There’s only so much I can do, and I may already be trying to do too much. Ultimately, I’m just trying to point things in a better direction. You can always add to it.
The Path To Sleep
My book The Path To Sleep, Exercises for an Ancient Skill—that I published in December of 2019—is my effort to incorporate these insights. It’s available at Amazon—and at wholesale through Ingram—in digital, paper, and hardcover formats. My narrated, audio book version will be available as a Kindle audio book by Christmas.
The Path To Sleep is not so much a book as a training manual. It’s definitely in the “self-help” genre, but it’s not what you might expect. Clearly, the problem people are having with sleep is not going to be solved by reading a book. A real change in consciousness is required—that is what The Path To Sleep offers.
This is a book to be experienced, not understood.
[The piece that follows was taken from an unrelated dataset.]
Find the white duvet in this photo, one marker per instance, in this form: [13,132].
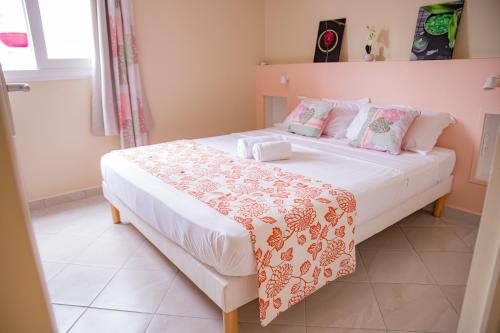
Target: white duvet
[379,181]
In fact, understanding is exactly what you want to get away from. Understanding is a process of putting new things into old boxes, which is just what you want to avoid.
You can read the book, but the work lies in the self-hypnosis. There are twenty-four recorded, hypnotic inductions that lead you to experience a deeper connection with your body and with other awareness. The audio files are located on the internet, and you should download and listen to them repeatedly.
Through repetition, these inductions work to reconnect you to the energy flows in your body. You experience these as thoughts, images, memories, frequencies, awareness, perceptions, and sensations. You may experience energies as dreams or in dreams. You are looking for a new experience of yourself.
The premise that underlies all of this work is that when you increase your awareness, you also increase your control. That control may not be entirely intentionally; it may be quite unconscious but aware at some level, nonetheless.
What goes on in your body is almost 100% unconscious to the point where you may wonder whether being awake and aware offers any benefit at all. But it does, and it must. It’s not enough to establish good habits of hygiene and exercise, you must build an internal awareness of what your body needs—you need to learn to hear your body.
The Path To Sleep offers a suggestion. It suggests that you can play a role in your body’s health and wellbeing if you learn to listen to your body at a deeper level. This means much more than just avoiding pain, illness, and poor function. It means learning to use your imagination as an organ of perception, and to use your mind as a tool for physical control.
But even more than that, it suggests that what’s really controlling your health and wellbeing is your spirit, and you should return control of your life to your spirit. What this means will be different for everyone, and that’s fine. There need be no spiritual prescription or dogma. This isn’t Spirit with a capital “S,” it’s just spirit as the energy that animates you. It’s that energy that must have control for you to sleep. First you respect it, then you hear it, and, finally, you follow it.